For the souffle batter

  • Heat 1½ cups milk in a small heavy saucepan until bubbling but not boiling; keep warm.
  • Melt remaining 4 tablespoons butter in a medium heavy saucepan over medium heat. Stir in the flour with a wooden spoon. Cook and stir 2 minutes. Remove pan from heat and whisk in hot milk; sauce should be smooth.
  • Return pan to medium-high heat and bring to a boil. whisking constantly. Cook and whisk until very thick, about 2 minutes.
  • Remove pan from heat and whisk in the egg yolks one at a time. Whisk in nutmeg, salt, and pepper. Scrape into a large bowl and film the top of the béchamel with 1 to 2 tablespoons cold milk to prevent a skin from forming. (Sauce can be tepid to warm when folding in the beaten egg whites). Instructions below.
  • In the bowl of a stand mixer, beat egg whites with a pinch of salt on medium speed until frothy, about 1 minute. Add cream of tartar and beat until soft peaks form. Increase speed to medium-high, and beat until moist stiff peaks form, 1 to 2 minutes.
  • Whisk the béchamel until smooth. Whisk in one-fourth of the egg whites to lighten. Gently fold in remaining whites. Sprinkle on the cheese as you fold, and fold just until no white streaks remain.
  • Spread the souffle batter evenly and gently in prepared pan. Bake about 10 minutes, until souffle has puffed, springs back when gently pressed in the center, and is nicely browned on top with large cracks in a few places. Do not overbake or the souffle may be too firm to roll up later.

For the serving sauce

  • While the roulade bakes, pour the reserved zucchini juice int a 2-cup glass measure with a pouring spout. Add enough whole milk to make 1⅔, then add the heavy cream. Pour into a small heavy saucepan and heat almost to the boiling point.
  • Melt 2 tablespoons butter in another small heavy saucepan over medium heat. Stir in the flour with a wooden spoon. Cook and stir 2 minutes. Remove pan from heat and whisk in the hot liquid; sauce should be smooth.
  • Return pan to medium-high heat and bring to a boil, whisking constantly. Cook and whisk until thick, about 2 minutes. Remove pan from heat and whisk in remaining 2 tablespoons butter, 1 tablespoon at a time. Season sauce to taste with salt, pepper, and nutmeg.
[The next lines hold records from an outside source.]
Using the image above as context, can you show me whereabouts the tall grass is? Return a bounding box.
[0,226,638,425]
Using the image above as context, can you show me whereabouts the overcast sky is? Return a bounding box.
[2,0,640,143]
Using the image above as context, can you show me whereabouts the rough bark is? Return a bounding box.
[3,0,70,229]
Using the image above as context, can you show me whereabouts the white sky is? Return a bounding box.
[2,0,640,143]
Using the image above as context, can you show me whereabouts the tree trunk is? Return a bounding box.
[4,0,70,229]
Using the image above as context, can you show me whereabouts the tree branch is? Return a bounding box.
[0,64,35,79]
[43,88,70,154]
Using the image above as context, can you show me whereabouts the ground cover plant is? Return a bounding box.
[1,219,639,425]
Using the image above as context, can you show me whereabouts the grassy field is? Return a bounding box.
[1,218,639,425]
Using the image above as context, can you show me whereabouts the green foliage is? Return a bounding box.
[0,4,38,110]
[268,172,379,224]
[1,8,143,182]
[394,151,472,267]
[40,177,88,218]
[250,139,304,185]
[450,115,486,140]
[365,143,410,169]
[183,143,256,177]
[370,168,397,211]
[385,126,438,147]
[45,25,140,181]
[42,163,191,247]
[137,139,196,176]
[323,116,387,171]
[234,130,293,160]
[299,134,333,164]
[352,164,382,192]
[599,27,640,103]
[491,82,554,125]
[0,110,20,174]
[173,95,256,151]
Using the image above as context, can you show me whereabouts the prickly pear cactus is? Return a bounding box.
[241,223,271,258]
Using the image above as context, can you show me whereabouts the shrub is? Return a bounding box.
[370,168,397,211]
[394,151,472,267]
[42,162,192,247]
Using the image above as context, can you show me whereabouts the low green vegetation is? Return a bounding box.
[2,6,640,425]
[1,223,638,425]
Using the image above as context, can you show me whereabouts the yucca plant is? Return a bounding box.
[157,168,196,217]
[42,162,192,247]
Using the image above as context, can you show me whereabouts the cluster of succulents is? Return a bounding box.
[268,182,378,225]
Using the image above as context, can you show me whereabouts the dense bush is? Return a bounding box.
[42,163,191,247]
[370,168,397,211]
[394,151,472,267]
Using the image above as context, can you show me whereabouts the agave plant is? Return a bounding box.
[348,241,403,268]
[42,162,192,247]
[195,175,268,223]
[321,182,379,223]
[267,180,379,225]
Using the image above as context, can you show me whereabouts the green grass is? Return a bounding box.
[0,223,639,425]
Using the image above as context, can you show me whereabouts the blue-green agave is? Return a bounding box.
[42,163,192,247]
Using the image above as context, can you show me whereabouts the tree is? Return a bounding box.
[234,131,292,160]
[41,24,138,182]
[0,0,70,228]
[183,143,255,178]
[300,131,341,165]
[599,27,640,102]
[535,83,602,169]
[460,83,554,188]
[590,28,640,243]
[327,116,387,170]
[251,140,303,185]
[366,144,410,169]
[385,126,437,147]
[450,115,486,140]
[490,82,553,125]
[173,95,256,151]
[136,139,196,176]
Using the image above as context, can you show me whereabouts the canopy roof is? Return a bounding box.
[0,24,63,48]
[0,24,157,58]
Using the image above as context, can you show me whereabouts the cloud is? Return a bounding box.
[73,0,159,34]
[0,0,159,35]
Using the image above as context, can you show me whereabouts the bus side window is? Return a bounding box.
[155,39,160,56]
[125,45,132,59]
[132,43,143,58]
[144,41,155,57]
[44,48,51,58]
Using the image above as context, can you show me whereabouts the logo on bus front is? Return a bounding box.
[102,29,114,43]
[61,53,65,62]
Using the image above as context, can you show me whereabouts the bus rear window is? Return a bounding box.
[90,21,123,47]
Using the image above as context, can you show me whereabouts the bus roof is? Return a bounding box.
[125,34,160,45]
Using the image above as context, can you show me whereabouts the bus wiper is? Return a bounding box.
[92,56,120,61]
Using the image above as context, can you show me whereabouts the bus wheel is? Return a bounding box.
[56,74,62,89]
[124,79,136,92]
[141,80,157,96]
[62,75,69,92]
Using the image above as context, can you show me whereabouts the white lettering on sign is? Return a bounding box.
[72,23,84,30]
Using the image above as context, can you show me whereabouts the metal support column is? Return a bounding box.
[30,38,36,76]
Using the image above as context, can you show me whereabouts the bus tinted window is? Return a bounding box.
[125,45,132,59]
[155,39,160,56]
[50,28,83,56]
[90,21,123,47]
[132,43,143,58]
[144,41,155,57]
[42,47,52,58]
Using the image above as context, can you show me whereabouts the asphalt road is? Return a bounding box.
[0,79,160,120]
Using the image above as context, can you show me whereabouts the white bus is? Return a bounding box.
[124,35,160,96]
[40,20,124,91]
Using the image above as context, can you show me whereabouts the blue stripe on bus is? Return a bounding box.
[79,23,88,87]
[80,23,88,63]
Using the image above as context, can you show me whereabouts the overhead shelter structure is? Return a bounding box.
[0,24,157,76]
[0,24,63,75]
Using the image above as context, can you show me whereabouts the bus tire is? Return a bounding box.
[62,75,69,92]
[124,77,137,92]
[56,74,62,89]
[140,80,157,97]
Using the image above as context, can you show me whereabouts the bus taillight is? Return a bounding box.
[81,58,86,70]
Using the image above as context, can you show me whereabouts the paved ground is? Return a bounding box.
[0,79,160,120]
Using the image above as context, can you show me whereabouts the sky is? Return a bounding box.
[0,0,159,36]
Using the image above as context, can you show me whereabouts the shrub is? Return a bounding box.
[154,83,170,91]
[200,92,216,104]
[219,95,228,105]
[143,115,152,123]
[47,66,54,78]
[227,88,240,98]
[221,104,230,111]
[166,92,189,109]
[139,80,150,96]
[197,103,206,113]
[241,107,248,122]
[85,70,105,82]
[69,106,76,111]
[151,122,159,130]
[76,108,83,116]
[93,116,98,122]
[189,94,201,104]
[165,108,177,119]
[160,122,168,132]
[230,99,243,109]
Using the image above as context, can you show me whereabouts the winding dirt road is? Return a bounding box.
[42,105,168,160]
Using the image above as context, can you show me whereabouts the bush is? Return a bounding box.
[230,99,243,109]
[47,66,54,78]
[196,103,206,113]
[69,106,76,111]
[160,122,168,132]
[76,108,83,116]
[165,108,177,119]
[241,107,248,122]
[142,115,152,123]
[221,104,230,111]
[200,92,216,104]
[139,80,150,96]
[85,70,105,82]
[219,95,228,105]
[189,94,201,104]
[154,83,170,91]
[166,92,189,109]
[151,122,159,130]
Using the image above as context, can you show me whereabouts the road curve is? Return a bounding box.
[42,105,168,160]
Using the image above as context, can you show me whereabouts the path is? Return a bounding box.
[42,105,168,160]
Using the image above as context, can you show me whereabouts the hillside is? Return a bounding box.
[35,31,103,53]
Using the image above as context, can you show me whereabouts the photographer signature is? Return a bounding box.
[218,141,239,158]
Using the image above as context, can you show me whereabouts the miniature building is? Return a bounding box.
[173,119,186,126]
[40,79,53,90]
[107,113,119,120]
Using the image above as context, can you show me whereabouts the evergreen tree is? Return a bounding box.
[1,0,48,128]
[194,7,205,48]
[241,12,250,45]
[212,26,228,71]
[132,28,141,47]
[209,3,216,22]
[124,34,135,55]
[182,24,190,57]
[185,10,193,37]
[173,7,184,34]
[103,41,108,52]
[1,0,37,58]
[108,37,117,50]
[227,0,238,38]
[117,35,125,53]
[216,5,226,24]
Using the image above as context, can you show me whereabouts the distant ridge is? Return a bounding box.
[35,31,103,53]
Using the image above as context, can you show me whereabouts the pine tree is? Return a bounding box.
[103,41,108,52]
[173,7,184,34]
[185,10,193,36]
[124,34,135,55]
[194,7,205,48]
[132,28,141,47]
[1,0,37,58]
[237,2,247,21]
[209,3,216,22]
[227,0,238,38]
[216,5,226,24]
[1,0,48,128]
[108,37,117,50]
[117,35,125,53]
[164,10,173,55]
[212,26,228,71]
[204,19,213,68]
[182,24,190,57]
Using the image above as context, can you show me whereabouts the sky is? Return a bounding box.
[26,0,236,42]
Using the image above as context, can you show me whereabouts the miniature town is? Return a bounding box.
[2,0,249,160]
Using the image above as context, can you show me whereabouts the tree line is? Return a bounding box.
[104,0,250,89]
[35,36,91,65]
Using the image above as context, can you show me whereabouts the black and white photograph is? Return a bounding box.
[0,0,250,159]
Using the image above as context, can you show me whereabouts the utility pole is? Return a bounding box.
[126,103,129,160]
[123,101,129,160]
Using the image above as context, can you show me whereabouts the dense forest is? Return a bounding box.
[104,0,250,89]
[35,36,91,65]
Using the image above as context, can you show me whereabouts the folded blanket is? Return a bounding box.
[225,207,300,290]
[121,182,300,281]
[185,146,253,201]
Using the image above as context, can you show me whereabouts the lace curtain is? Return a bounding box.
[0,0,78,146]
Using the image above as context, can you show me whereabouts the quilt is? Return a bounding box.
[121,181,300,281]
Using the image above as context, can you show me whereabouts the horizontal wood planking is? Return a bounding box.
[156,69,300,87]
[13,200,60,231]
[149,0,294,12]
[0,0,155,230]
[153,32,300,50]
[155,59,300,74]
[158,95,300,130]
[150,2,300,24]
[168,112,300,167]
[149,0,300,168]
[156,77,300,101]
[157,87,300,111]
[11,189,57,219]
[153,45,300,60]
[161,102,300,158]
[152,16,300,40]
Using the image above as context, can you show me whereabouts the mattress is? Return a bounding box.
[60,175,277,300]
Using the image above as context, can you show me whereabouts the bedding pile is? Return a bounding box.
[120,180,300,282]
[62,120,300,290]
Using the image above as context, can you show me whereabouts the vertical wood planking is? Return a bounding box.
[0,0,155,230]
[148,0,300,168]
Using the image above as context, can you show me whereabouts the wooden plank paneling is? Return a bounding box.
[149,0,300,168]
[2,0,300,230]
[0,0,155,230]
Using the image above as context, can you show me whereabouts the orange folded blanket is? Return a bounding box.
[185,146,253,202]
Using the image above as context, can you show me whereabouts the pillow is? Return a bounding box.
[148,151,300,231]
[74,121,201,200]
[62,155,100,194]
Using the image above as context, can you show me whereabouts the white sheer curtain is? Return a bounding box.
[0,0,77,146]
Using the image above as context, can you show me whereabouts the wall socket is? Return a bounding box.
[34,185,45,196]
Putting it all together and serving

  • When the souffle has settled, sprinkle the top with toasted breadcrumbs. Cover with a sheet of parchment or wax paper with an overhang of about 2 inches at each end. Set a cookie sheet over the souffle and invert the two. Wait 2 minutes, then lift off the baking pan and carefully remove the wax paper. If you see brittle edges, cut them off.
  • Spread the heated vegetables evenly over the souffle, to the edges. Roll up the souffle from one of the long sides using the parchment or wax paper to help you.
  • When completely rolled and the seam side down, transfer the roulade to a serving platter or large board. Cut into 12 slices and place 2 on each dinner plate. Spoon a generous amount of sauce over the slices and serve immediately.